Okay, I honestly do not know why I didn’t know this. But I didn’t know; the whole situation with my mom was that screwy. One day she was living in Hoboken and working at some H & R Block office, filing tax returns, then all of a sudden she was getting married and moving to Manhattan. Then it was done before we even knew it, practically, when it became “Bill’s private, he doesn’t see a a lot of people,” or “We’re really busy this month, maybe the fall would be better. I mean, before she went off and married this guy it’s not like I saw that much of her anyway. Mostly we communicated through phone messages: the man who lived underneath her got a dog and it was barking day and night, or the phone company screwed up her billing and they were just driving her crazy, or she was trying out a new recipe and did I ever hear of Asiago cheese? It makes my head hurt now to think of how lonely those messages were and that obviously I should have tried a lot harder to see her, while I could. I’m not saying that all of us had abandoned her. Alison saw her more than me or Lucy, I knew that Alison would come out and see her and Lucy saw her too. But not all that much. So when she went ahead and married a guy who didn’t want us around it didn’t make a huge impression.

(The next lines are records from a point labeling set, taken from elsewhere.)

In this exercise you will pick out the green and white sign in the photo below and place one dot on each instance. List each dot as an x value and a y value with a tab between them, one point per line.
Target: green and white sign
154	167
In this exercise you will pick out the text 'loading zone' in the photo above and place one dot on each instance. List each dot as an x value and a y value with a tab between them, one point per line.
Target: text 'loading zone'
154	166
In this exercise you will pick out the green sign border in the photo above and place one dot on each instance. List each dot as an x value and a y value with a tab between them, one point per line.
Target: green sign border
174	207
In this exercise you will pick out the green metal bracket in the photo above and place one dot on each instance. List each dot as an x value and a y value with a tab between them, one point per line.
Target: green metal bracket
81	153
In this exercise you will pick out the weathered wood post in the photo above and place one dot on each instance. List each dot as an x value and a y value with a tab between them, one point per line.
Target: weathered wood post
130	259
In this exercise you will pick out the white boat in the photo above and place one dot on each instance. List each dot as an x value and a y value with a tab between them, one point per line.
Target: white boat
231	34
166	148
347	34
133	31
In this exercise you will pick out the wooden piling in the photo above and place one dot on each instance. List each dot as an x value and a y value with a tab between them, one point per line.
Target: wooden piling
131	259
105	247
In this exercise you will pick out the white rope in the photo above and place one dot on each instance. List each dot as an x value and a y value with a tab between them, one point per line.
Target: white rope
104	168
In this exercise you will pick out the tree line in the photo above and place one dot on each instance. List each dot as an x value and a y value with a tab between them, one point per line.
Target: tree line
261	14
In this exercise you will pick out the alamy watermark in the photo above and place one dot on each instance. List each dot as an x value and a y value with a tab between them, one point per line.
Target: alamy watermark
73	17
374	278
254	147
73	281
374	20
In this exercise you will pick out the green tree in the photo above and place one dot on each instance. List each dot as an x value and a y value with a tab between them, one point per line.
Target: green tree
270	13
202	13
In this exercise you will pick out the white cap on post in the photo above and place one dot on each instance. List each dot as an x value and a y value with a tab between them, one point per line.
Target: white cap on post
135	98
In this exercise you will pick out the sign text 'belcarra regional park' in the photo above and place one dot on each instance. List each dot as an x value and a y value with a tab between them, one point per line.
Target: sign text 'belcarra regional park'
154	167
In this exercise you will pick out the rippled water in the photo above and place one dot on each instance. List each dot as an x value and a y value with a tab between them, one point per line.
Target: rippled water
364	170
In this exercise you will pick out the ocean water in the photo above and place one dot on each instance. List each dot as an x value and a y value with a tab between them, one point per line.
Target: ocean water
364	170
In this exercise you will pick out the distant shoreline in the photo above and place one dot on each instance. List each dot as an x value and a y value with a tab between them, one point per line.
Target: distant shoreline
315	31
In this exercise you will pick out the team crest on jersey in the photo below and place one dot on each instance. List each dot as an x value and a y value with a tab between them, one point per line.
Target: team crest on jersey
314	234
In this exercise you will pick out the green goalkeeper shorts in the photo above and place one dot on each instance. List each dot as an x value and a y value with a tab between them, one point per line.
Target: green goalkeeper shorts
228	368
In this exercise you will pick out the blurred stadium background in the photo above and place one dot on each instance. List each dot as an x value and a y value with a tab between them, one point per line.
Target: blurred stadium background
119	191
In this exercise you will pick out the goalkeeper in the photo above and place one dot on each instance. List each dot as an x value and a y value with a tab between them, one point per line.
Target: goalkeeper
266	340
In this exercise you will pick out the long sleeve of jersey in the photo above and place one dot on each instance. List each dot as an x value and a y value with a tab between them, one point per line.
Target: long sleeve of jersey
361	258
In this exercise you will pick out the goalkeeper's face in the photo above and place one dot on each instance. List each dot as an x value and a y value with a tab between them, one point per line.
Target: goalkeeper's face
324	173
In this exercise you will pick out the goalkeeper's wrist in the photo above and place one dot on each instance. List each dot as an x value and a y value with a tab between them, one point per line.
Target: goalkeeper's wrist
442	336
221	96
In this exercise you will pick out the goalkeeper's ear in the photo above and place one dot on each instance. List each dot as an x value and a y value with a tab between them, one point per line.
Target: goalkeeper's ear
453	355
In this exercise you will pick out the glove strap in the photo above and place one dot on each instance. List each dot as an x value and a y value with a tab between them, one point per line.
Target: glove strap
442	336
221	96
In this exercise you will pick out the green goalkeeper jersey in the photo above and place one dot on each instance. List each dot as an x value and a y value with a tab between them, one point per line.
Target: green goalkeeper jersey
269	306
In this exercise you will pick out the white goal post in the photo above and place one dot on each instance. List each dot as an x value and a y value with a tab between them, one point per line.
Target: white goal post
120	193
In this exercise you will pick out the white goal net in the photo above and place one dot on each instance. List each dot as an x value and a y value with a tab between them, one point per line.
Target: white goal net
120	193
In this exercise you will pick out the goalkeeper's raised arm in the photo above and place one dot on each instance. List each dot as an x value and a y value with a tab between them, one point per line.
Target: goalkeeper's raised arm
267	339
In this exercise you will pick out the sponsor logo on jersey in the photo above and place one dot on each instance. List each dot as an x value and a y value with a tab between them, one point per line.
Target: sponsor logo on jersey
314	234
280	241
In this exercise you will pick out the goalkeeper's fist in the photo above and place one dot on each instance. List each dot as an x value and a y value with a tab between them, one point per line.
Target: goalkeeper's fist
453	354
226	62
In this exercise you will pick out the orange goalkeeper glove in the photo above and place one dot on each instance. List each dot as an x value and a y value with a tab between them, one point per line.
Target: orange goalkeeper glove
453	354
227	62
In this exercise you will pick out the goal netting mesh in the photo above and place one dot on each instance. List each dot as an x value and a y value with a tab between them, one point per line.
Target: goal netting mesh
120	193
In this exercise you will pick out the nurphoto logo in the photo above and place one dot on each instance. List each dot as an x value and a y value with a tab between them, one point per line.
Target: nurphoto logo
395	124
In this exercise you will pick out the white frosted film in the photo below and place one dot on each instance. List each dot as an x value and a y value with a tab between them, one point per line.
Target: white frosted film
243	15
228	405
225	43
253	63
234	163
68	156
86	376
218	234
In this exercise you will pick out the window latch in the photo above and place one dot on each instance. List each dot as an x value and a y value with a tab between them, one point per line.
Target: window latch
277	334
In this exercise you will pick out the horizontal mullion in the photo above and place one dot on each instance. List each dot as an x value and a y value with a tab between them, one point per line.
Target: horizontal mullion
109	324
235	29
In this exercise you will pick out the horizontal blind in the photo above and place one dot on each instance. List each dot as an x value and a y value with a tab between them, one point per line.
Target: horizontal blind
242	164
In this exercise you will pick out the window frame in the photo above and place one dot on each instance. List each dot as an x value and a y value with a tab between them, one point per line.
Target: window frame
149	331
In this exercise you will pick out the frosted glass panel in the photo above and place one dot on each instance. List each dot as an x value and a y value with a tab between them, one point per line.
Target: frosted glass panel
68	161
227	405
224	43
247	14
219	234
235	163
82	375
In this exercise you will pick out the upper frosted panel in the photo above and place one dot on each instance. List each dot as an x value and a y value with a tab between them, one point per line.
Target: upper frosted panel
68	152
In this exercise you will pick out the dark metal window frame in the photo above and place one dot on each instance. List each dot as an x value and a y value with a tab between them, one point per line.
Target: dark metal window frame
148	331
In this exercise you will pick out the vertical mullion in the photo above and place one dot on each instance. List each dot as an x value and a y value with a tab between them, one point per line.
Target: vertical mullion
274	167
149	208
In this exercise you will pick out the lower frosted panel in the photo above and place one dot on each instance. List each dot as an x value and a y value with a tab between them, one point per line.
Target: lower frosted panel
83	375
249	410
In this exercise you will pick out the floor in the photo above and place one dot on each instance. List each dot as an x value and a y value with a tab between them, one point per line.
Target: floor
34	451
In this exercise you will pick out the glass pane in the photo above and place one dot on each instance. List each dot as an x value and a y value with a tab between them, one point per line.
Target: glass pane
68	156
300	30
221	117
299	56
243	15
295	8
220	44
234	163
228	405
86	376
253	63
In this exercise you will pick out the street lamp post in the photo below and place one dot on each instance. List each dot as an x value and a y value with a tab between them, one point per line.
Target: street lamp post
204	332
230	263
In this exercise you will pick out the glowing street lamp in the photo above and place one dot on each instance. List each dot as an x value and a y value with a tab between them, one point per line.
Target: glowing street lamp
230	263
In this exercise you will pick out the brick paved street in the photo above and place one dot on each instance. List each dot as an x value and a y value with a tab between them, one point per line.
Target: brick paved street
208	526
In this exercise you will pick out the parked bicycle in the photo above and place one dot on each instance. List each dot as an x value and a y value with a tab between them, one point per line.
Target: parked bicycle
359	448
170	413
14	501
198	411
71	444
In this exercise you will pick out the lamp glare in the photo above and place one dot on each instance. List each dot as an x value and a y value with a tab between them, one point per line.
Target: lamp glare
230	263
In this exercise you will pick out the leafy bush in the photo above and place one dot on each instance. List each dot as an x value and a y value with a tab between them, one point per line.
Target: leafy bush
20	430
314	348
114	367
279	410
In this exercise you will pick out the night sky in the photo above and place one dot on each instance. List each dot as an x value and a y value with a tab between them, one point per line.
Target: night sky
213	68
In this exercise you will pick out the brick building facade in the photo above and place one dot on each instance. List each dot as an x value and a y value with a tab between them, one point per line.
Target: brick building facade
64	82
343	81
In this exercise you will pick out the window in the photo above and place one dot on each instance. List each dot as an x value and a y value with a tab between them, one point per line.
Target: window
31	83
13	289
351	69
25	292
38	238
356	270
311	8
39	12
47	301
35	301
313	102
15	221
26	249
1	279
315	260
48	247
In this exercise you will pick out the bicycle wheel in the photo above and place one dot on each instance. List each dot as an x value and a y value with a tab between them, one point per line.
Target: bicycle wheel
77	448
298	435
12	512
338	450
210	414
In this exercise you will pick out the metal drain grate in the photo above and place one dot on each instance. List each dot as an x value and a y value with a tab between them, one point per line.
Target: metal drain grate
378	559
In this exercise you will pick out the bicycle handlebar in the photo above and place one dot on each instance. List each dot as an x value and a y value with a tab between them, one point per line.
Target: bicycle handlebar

The truth is last time I even spoke to her was almost a year and a half ago, when the three of us took her out to dinner. Mom suggested it. I think she felt guilty because none of us had been invited to the wedding. So there we were, six months after our mother went and married a total stranger, arguing over where we should take her to celebrate. Bill of course was not coming, but she made kind of a big deal about not going too far from home, because he might get uptight if she went too far. Then Lucy got bent out of shape about whether or not it would be a place we could afford, as she assumed we’d be “taking” Mom and she didn’t want the bill split two ways between her and Alison because she really got the short end of the stick in these situations since “Alison” covered Alison and Daniel which meant that she, Lucy, was stuck paying for me as well as half of Mom so expensive places got really quite expensive really fast, from her point of view. She was completely blunt about all this, as usual, which I took exception to, because even though I’m consistently strapped it’s not like an occasional nice dinner out is a complete impossibility. But of course Lucy was right—we ended up at a place that charged $22 for a plate of spaghetti with red sauce, which made everyone, especially me, uptight.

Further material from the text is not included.